Hanson and her family also just moved into a brand new house in Fort Myers last June.

“We’ve done many renovations before that, but this was our first new construction,” she said.

Almost a year later, they’re still waiting on some supplies.

“We had some issues with our sliders that came. They were making some new ones for us and it has been months and months,” Hanson said.

The whole construction industry is feeling the impact from big backlogs.

“They’re booked! Tile guys, screen enclosures, you name it, you have to wait three, four months for them,” said Ramon Becerra with Affordable Marble and Granite in Cape Coral.

Becerra and his team are working hard to keep up. Their biggest supply challenges involve getting enough granite and quartz.

“We do have some granite, however it’s not how it used to be where we can get as much as we wanted, colors and everything,” he said.

Becerra said his customers used to wait two to four weeks for new countertops. Now, it takes a lot longer to get them in.

“It’s looking more like 6-8 weeks, sometimes ten weeks it depends,” Becerra said.

Building a new home from the ground up like Hanson did could also take about four months longer than usual.

“It is still being done, it’s just gonna be a little bit of a longer process,” she said.

Distributors are telling their clients it’s not simply a supply shortage. Instead, they blame a new lack of workers and suppliers to keep up with the demand along with a need for transporting other items.

“There’s not enough ships to bring in all the essentials that we use and consume. The backlog is due to that, not so much the production of the stone or the mining of the stone, but finding the ships and containers to get it here,” Becerra said.

Business experts, like Carl Gould with 7 Stage Advisors, call the problem a perfect storm, contributing the supply issues to factors beyond the pandemic.

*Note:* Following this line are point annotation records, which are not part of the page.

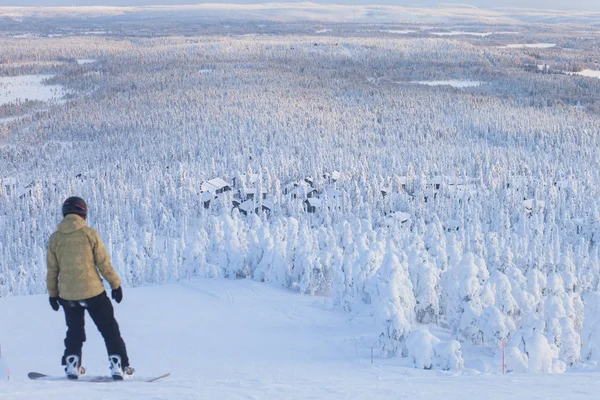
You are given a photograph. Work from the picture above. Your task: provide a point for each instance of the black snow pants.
(101, 310)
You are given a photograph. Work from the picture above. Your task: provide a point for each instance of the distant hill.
(579, 5)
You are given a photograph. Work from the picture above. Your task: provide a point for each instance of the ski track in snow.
(225, 339)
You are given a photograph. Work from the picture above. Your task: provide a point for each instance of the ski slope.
(224, 339)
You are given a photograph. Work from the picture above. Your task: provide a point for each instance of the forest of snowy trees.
(476, 210)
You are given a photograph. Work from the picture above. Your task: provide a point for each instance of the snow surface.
(28, 87)
(239, 339)
(463, 33)
(589, 73)
(529, 46)
(453, 83)
(82, 61)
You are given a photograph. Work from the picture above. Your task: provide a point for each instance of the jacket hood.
(71, 223)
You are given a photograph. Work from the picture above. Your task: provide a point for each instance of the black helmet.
(75, 205)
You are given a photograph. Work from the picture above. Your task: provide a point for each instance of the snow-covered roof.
(206, 196)
(214, 184)
(9, 181)
(531, 203)
(334, 193)
(436, 180)
(248, 206)
(268, 203)
(400, 216)
(452, 224)
(314, 202)
(248, 191)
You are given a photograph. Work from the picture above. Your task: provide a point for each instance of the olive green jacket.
(76, 257)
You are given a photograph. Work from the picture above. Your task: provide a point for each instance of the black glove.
(54, 303)
(117, 294)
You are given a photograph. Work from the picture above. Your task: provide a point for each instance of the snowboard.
(93, 378)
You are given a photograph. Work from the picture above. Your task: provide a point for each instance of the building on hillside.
(251, 193)
(216, 186)
(312, 205)
(534, 205)
(206, 198)
(451, 225)
(9, 185)
(250, 206)
(300, 190)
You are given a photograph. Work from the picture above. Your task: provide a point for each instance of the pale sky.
(556, 4)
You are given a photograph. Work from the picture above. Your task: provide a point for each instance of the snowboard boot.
(117, 371)
(73, 367)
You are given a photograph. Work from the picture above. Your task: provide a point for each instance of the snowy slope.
(225, 339)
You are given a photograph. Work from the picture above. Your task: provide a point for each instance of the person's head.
(75, 205)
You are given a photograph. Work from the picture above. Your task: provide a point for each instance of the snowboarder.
(76, 257)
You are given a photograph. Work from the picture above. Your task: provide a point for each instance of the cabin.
(534, 205)
(434, 183)
(249, 206)
(332, 178)
(395, 218)
(312, 205)
(451, 225)
(251, 193)
(216, 186)
(301, 190)
(206, 198)
(9, 185)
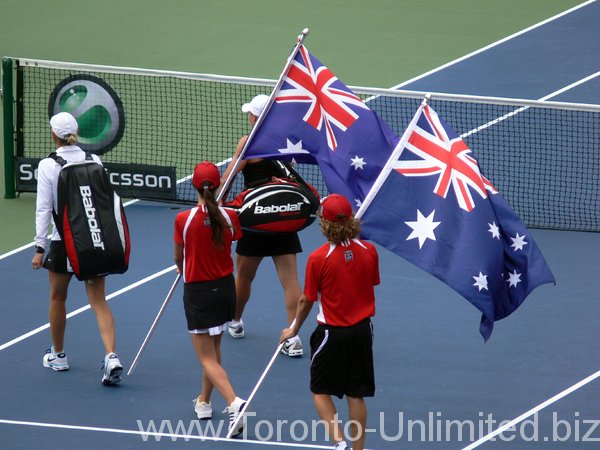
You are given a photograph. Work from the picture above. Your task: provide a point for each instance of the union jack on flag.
(312, 83)
(476, 244)
(445, 154)
(315, 118)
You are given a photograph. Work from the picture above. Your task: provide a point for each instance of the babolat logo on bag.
(91, 220)
(291, 208)
(281, 206)
(90, 213)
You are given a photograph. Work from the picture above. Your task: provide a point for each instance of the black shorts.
(254, 244)
(209, 304)
(56, 260)
(342, 360)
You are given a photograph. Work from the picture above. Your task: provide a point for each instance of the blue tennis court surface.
(438, 384)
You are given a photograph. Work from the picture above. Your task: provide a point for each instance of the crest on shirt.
(348, 255)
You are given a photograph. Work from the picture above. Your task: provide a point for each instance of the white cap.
(63, 124)
(256, 105)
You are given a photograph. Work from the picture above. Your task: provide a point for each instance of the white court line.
(494, 44)
(159, 434)
(524, 108)
(86, 307)
(532, 411)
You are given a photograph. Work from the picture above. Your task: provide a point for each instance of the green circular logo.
(97, 108)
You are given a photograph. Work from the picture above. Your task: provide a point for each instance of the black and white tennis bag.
(91, 219)
(280, 205)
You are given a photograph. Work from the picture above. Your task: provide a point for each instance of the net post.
(8, 115)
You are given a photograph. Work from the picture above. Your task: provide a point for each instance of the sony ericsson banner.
(96, 107)
(129, 180)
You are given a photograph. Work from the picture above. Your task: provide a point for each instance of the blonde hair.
(338, 232)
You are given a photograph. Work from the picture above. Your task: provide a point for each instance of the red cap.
(336, 208)
(206, 173)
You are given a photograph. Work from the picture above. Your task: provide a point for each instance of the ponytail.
(218, 223)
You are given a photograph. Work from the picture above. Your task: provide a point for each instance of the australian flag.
(432, 206)
(314, 117)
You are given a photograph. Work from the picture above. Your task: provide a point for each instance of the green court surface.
(378, 43)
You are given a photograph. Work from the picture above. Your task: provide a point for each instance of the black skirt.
(255, 244)
(209, 304)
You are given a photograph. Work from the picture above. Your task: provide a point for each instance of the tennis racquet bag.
(279, 206)
(91, 220)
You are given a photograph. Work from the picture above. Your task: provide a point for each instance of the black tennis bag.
(279, 205)
(91, 219)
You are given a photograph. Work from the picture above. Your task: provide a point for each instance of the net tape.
(543, 156)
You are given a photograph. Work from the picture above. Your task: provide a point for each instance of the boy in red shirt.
(343, 271)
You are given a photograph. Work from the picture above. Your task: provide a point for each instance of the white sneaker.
(293, 347)
(236, 329)
(234, 411)
(112, 369)
(203, 409)
(55, 361)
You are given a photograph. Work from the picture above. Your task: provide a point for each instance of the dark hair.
(218, 223)
(338, 232)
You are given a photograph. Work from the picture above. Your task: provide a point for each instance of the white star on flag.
(358, 163)
(292, 148)
(518, 242)
(423, 228)
(481, 282)
(514, 278)
(494, 230)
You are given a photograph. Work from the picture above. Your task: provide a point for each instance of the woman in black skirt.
(203, 237)
(253, 247)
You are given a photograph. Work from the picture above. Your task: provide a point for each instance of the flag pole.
(154, 324)
(232, 173)
(393, 157)
(259, 382)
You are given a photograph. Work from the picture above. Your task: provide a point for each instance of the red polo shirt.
(202, 260)
(344, 275)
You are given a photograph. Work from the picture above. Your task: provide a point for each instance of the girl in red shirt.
(203, 237)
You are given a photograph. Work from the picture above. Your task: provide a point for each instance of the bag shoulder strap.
(63, 162)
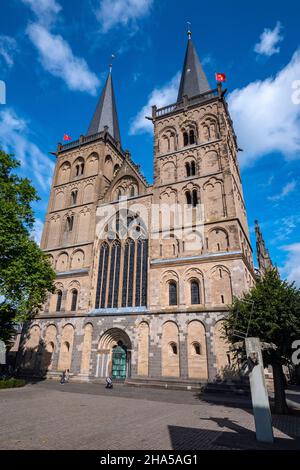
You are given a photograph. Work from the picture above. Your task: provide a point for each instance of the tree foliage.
(25, 271)
(271, 312)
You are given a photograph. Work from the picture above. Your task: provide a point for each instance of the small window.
(188, 198)
(173, 349)
(196, 349)
(58, 300)
(70, 223)
(172, 293)
(192, 137)
(185, 139)
(195, 198)
(74, 300)
(74, 194)
(195, 293)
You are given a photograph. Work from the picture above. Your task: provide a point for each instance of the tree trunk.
(279, 390)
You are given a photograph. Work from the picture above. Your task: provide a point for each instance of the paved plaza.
(47, 415)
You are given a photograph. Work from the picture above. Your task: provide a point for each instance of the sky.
(55, 56)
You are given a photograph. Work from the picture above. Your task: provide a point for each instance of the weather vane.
(110, 65)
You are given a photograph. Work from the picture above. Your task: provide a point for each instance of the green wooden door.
(119, 363)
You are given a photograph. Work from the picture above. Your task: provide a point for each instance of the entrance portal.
(119, 361)
(114, 355)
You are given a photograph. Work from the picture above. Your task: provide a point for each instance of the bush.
(12, 383)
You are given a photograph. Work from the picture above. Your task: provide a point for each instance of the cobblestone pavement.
(48, 415)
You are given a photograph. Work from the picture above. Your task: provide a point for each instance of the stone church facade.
(134, 299)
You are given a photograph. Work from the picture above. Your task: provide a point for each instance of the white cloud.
(269, 39)
(286, 190)
(57, 58)
(14, 139)
(266, 119)
(8, 48)
(37, 231)
(114, 12)
(160, 97)
(291, 268)
(45, 10)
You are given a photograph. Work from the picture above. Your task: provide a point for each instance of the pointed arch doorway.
(114, 355)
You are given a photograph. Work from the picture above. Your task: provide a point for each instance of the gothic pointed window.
(113, 290)
(172, 293)
(74, 300)
(102, 276)
(141, 272)
(195, 198)
(195, 293)
(58, 300)
(128, 273)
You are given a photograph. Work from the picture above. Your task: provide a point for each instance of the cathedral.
(145, 272)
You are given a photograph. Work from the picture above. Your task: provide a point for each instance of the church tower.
(145, 298)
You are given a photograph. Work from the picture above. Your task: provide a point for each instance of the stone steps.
(167, 383)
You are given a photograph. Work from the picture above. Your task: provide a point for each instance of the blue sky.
(54, 58)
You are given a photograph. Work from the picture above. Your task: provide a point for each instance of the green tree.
(275, 319)
(25, 271)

Gould brought up last year’s record hurricane season.

“This typically puts pressure on the market demand on its own. Couple that with COVID where people were focusing on their home improvements with stimulus checks, and to finish off the trifecta there were supply chain disruptions. If you add all of that together, you have a shortage of materials with highly escalating prices,” Gould said.

It’s a global problem, but in Southwest Florida specifically, the housing market…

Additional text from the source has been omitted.